Traditionally, most enterprises focused PPM on the development of new products to meet the strategic objectives. Latterly, it was recognized that PPM must cover the entire life cycle of the products. This study proposes that maximizing the value of a PPM must not only consider the new and old products, but also the new and old markets. Therefore, the maximization of the PPM value becomes the decision of determining which old products should stay in existing markets, which new markets should be considered, or which markets should be abandoned, and develop new products for old markets or introduce new products to some new markets. To deal with this issue, this study uses machine learning and deep learning algorithms to determine the market decisions for old products and market planning for new products and then uses mathematical programming models to determine the product/market portfolio that generates the greatest profit. A sensitivity analysis of resource limitations and risk level is then performed to compare the effect of changes in resource and risk on the overall profit.
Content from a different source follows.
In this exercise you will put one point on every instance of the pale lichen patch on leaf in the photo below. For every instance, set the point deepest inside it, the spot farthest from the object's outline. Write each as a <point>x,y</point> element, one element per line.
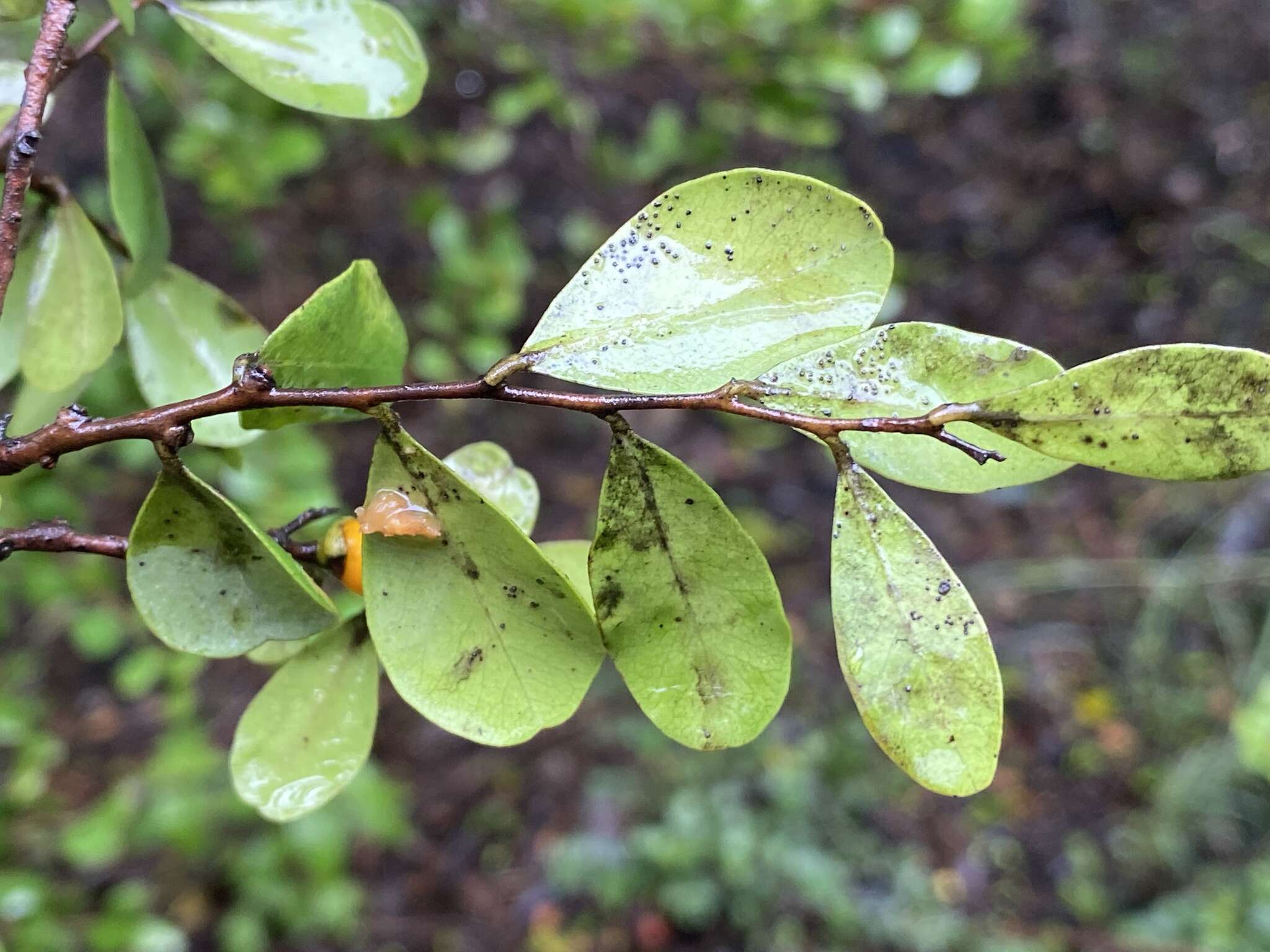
<point>718,278</point>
The results show that a model that uses AI algorithms and mathematical programming allows enterprises to concurrently determine the products and markets that generate maximum profits. The contribution of this study is extending the concept of product portfolio to product/market portfolio, and proposing an approach to maximize the value of the product/market portfolio. The quality and number of historical product/market data can affect the accuracy of the outcomes, besides, the items used to evaluate the product, i.e., product innovation, market accessibility, expected profit, market size, market cost, and market competition, may not be applicable to all products and industries. Future research can be to use other machine learning algorithms and apply multi-objective mathematical programming models.

Disclosure statement

No potential conflict of interest was reported by the author(s).